Já na década de 1990, apareceu o primeiro sinal de aproximação do PSDB com a extrema direita. A Revista República, criada por Mendonça de Barros para ser um meio de comunicação paraoficial do partido, chegou a dedicar uma matéria de capa ao "filósofo" Olavo de Carvalho, quando ele ainda nem era conhecido. O redator chefe da revista, Reinaldo Azevedo, um simples tucano convencional no passado, tornou-se um imitador do "pensamento" de Olavo de Carvalho a partir do primeiro mandato do Lula. Isto ajudou a aproximar o tucanismo do olavismo. Isto eu expliquei com mais detalhes no meu post anterior. Importante lembrar que a Nossa Caixa, banco público paulista, patrocinava a revista de Reinaldo Azevedo.
O PSDB ainda contribui com a divulgação e o apoio financeiro ao "pensamento" de Reinaldo Azevedo e Rodrigo Constantino assinando a Revista Veja para as escolas estaduais paulistas.
O Instituto Millenium, criado para divulgar ideias de direita no Brasil, reúne economistas do PSDB e colunistas raivosos da imprensa.
Outro fato importante a se considerar são as frequentes aparições de Luís Felipe Pondé na TV Cultura.

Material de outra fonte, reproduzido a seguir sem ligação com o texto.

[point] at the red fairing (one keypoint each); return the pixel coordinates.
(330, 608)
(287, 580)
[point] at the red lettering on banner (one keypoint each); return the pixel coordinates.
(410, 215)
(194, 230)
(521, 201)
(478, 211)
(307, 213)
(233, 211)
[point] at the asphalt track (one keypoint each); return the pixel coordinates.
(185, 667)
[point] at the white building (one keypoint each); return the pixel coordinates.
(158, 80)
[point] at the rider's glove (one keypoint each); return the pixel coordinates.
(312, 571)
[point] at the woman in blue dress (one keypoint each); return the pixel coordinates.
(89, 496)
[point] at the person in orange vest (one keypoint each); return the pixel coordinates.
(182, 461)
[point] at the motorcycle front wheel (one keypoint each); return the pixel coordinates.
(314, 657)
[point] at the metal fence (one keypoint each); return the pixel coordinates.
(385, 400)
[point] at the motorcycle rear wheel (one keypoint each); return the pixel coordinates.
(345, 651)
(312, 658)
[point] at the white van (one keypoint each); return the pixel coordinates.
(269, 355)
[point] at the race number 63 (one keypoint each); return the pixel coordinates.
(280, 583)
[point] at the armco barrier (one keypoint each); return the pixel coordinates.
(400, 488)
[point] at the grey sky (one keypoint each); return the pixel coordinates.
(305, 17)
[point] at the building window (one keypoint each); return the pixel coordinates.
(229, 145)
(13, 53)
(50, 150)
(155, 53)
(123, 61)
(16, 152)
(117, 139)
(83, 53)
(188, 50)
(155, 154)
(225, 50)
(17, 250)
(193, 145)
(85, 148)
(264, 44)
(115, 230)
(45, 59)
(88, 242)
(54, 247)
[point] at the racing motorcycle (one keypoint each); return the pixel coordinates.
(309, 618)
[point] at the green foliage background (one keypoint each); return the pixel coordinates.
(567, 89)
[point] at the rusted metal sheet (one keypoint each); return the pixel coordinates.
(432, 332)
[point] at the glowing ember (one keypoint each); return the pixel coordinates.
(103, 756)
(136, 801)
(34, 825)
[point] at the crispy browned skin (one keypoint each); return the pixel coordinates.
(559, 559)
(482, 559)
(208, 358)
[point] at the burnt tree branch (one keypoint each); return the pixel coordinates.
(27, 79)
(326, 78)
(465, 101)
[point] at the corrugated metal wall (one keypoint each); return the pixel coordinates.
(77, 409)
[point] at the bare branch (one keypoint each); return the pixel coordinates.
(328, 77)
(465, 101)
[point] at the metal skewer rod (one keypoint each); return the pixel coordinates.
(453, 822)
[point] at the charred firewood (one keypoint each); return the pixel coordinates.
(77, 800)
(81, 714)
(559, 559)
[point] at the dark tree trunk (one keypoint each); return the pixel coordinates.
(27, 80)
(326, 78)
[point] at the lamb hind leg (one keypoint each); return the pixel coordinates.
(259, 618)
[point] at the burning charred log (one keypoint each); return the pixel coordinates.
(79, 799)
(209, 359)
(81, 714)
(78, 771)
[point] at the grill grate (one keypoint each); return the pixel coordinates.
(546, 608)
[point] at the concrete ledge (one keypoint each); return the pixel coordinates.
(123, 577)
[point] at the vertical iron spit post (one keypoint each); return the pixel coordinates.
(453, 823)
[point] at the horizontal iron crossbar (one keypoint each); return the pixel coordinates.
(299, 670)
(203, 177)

Em 2010, José Serra explorou ateufobia alheia na campanha presidencial e em 2012, explorou homofobia alheia na campanha municipal. Não se esqueceu nem mesmo do Foro de São Paulo. Nem viu problemas em incentivar a participação de pessoas em uma manifestação onde se sabia que haveria pedidos de golpe militar.
Verifica-se através destes exemplos que o PSDB não apenas vem contando com a militância de extrema direita, como vem ajudando a fomentá-la. Não sabemos se o criador terá controle sobre a criatura para sempre.